El primer orgasmo llegó pronto, urgente, casi rabioso. Después, ya más calmada, me dediqué al resto de su cuerpo. Le hice un oral lento, recogiendo con la lengua lo que su placer había dejado. Entonces ella se revolvió, me tiró sobre la cama y se metió entre mis piernas. Con la boca y los dedos me arrancó dos orgasmos seguidos.
Luego se puso el arnés. Me hizo ponerme a cuatro patas y me embistió sin contemplaciones. Sentía sus uñas clavadas en mis nalgas y sus movimientos cada vez más feroces. De pronto noté sus dedos buscando otra entrada, y en un instante el arnés salió de mi sexo y se hundió en mi ano. Lo metió de golpe. Mis brazos cedieron y caí de cara contra la almohada.
Hacía tiempo que nadie me tomaba por ahí. Necesité un par de segundos para reaccionar. Ella, al notar que me había dolido, se detuvo.
—¿Estás bien? —preguntó.
—Sí, solo dame un momento.
Renata se quedó quieta. Empezó a besarme la espalda y a acariciarme los pechos, todavía dentro de mí. Poco a poco sus caderas retomaron el movimiento, primero suave, después con más decisión. Cuando sus embestidas se volvieron firmes, la hice sentarse en la cama, me acomodé sobre ella y volví a meterme el arnés en el culo, subiendo y bajando a mi propio ritmo. El orgasmo fue intenso, profundo. Caímos agotadas y dormimos buena parte de la tarde.
***
Días más tarde, ella entraba a clase antes que yo. Una mañana, todavía en casa, me llegó un mensaje suyo: «Estoy caliente en clase, tráete el arnés, te necesito».

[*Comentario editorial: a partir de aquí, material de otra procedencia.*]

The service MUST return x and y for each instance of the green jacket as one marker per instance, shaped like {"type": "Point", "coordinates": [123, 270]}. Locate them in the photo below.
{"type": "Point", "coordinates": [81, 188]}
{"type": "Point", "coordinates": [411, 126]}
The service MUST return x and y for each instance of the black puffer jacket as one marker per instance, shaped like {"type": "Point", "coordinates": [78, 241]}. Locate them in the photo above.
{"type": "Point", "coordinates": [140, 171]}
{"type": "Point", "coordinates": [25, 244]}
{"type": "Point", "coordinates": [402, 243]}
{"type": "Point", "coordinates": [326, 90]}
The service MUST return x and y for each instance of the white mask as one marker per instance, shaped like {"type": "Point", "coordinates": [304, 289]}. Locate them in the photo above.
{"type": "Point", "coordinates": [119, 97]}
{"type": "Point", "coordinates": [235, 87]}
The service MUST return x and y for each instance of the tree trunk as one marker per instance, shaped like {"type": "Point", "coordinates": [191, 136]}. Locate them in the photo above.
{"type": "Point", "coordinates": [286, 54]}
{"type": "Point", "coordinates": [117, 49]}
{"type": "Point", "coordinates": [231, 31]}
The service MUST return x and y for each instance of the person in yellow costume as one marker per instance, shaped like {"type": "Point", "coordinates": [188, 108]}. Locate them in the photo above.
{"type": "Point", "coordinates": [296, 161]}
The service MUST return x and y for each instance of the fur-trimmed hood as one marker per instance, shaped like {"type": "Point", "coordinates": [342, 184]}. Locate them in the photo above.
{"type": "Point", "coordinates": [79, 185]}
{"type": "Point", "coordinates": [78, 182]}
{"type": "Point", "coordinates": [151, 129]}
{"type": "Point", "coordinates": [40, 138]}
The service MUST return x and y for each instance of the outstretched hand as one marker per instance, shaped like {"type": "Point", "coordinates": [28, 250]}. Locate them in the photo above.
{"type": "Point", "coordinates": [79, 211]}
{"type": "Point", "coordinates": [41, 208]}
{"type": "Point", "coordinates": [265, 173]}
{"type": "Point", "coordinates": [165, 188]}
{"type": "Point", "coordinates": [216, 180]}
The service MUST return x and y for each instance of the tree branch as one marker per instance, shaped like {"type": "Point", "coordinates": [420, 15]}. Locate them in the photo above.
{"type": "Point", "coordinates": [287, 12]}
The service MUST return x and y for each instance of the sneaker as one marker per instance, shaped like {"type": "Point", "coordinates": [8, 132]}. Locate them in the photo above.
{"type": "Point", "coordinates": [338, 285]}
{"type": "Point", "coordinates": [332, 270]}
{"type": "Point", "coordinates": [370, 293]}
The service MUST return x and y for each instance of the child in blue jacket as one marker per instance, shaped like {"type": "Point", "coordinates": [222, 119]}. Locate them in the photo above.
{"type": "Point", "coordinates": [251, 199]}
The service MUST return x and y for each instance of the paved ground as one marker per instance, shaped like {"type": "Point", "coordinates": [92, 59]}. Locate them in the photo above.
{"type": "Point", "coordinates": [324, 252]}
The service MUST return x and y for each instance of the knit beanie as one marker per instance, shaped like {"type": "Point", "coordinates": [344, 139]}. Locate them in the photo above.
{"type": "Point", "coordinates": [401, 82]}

Por supuesto que lo metí en el bolso. Entré a la segunda clase, que compartíamos, y pasé la hora con los pezones a punto de estallar. Al terminar fuimos a los baños, pero estaban llenos de gente, así que decidimos buscar el descampado que quedaba detrás de los bloques de aulas. Caminamos unos quince minutos y, cuando estuvimos seguras de que no había nadie cerca, nos besamos con la misma desesperación de siempre.
Saqué el arnés. Le hice un oral y comprobé que llevaba mojada un buen rato. Ella se sentó sobre el tronco de un árbol caído, y yo, debajo, sentía sus manos empujándome la cabeza para que no me apartara. Escuchaba sus gemidos y eso me ponía a mil. La levanté, la volteé, y ella apoyó las palmas en la corteza dejándome el camino libre.
Me había prometido algo que nunca le había dado a nadie. Empecé a tantear con un dedo, sabiendo que no se resistiría porque estaba ardiendo. Recogí su humedad y fui masajeando con paciencia hasta poder meter dos dedos, una y otra vez. Cuando consideré que estaba lo bastante lubricada, entre sus propios jugos y mi saliva, apoyé el arnés e hice un poco de presión. Ella se quejó.
—Mmmm.
—¿Te duele?
—Un poco, pero sigue…
—No te muevas. Si llegas a sentir que es demasiado, me lo dices.
—Sí, amor, sigue.
Mantuve la presión y, poco a poco, el arnés fue abriéndose paso. Ella seguía quejándose, pero me pedía que no parara. Una vez dentro del todo, me quedé inmóvil unos instantes. Después empecé a sacarlo despacio y volvió a gemir. Lo metí de nuevo, esta vez con más facilidad, y arqueó la espalda. Cada vez entraba mejor. Tras unas cuantas embestidas ya se escuchaba ese sonido inconfundible de mi pelvis chocando contra sus nalgas.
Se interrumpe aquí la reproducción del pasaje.